Sharqawi, an expert in policies to resist Israeli governance of Jerusalem, began her speech by outlining several Israeli policies she considers unjust. She highlighted various policies — displacement, attacks on Palestinian lands and homes, the rise of Israeli settlements, land confiscation techniques and the lack of schools and medical centers — that she argued are used by Israeli Prime Minister Benjamin Netanyahu to impoverish Palestinians in Jerusalem and limit their numbers.

Palestinians, she said, are under both “bureaucratic and military occupation,” which makes all aspects of life challenging.

“We have to fight for jobs, we have to fight for electricity and water, and so people are preoccupied all the time surviving in Jerusalem,” Sharqawi said. “And that is a winning equation for an occupier, because this way people do not have the time, the space and mind to strategize long-term.”

Sharqawi then outlined the initiatives of Grassroots Jerusalem, the main aim of which is to develop a long-term Palestinian plan for the city and to garner global support for the Palestinian cause.

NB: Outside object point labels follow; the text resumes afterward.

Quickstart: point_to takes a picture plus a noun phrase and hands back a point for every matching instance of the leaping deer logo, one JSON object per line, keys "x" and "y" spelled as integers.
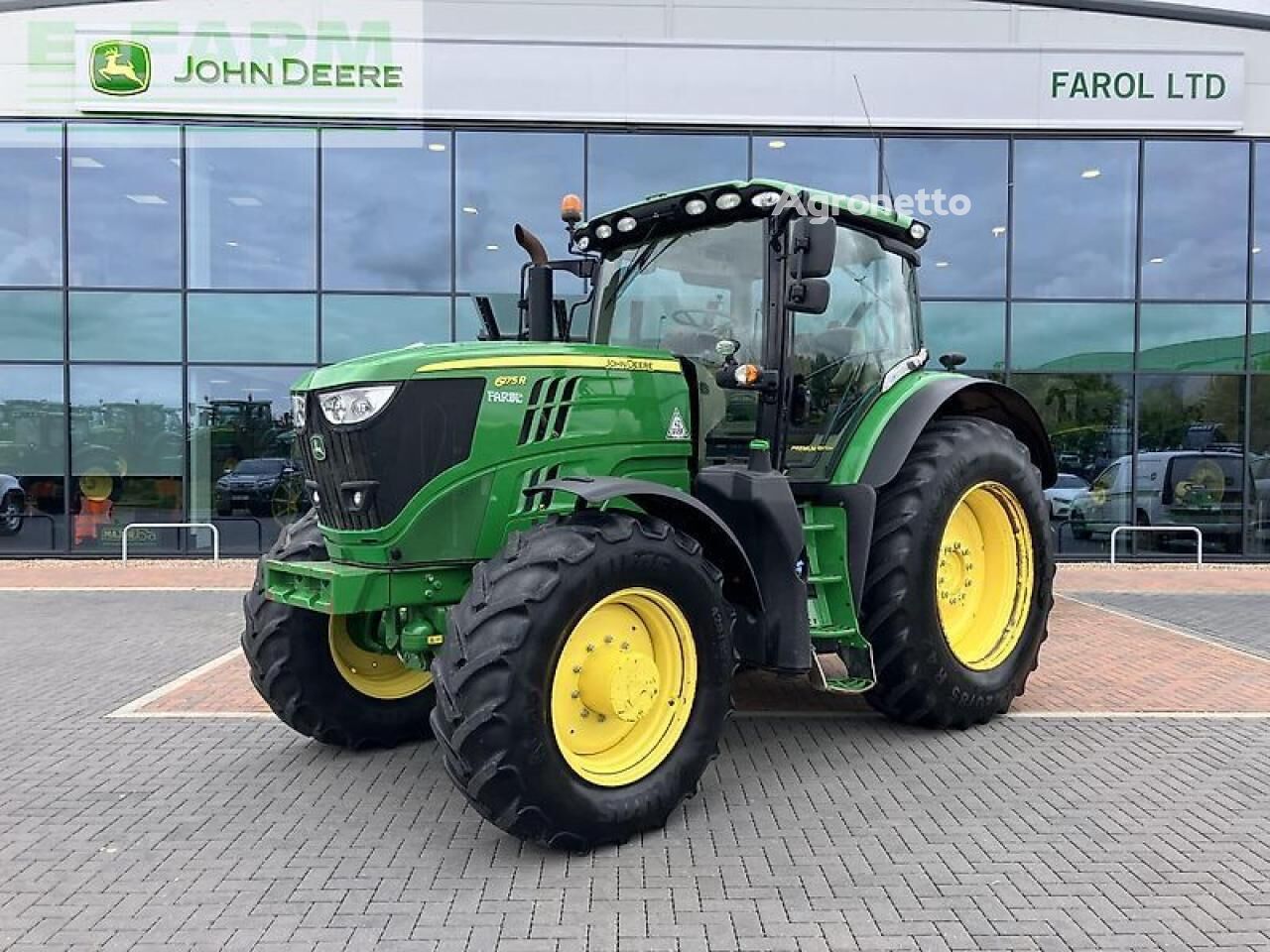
{"x": 113, "y": 67}
{"x": 119, "y": 67}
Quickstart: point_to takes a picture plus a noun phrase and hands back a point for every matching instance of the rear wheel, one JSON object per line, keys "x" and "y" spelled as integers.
{"x": 317, "y": 678}
{"x": 959, "y": 583}
{"x": 585, "y": 679}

Thunder Hawk steered the conversation toward domestic issues. A member of the Cheyenne River Sioux Tribe, Thunder Hawk has worked as an activist for the rights of indigenous peoples for several decades. She co-founded Women of All Red Nations, as well as the Black Hills Alliance, which prevented corporate uranium mining in the Black Hills of South Dakota.

Most recently, she camped out for months at the Standing Rock Indian Reservation to oppose construction of the Dakota Access Pipeline.

“People don’t understand when we say we are the land and we fight for what we have left … [we are] probably the last community that is land-based” she said.

Thunder Hawk recounted her experience at the pipeline site, where she advised organizers on protesting strategies. Now, her tribe is involved in the legal battles over the Dakota Access Pipeline protest, with hundreds of cases still pending for those arrested at the camp.

Thunder Hawk said it was a pleasure to watch resistance to the pipeline grow, as people of different backgrounds helped induce divestment from Dakota Access Pipeline shareholders and furthered the tribe’s other delay tactics.

Still, Thunder Hawk warned attendees not to get too caught up in small victories.

“It’s not an event … we’re in this for the long haul,” Thunder Hawk said. “We have never had it good with the federal government, so now the rest of the country is feeling it, but it’s nothing new to us … it’s just a continuation of the struggle.”

Several attendees interviewed said they were impressed by the event and were excited to learn from the speakers’ first-hand experiences.

Assistant Dean for Academic Affairs at Yale Law School Monica Maldonado, who has been involved in the activism for indigenous peoples’ rights, said Sharqawi “blew her away.” She noted similarities between the struggles of the two communities discussed at the event.

“[The Palestinian situation] does sound exactly like what I know about the indigenous fights and struggles that have been going on for 500 years,” Maldonado said. “I’m shocked to hear that that is also happening in Palestine.”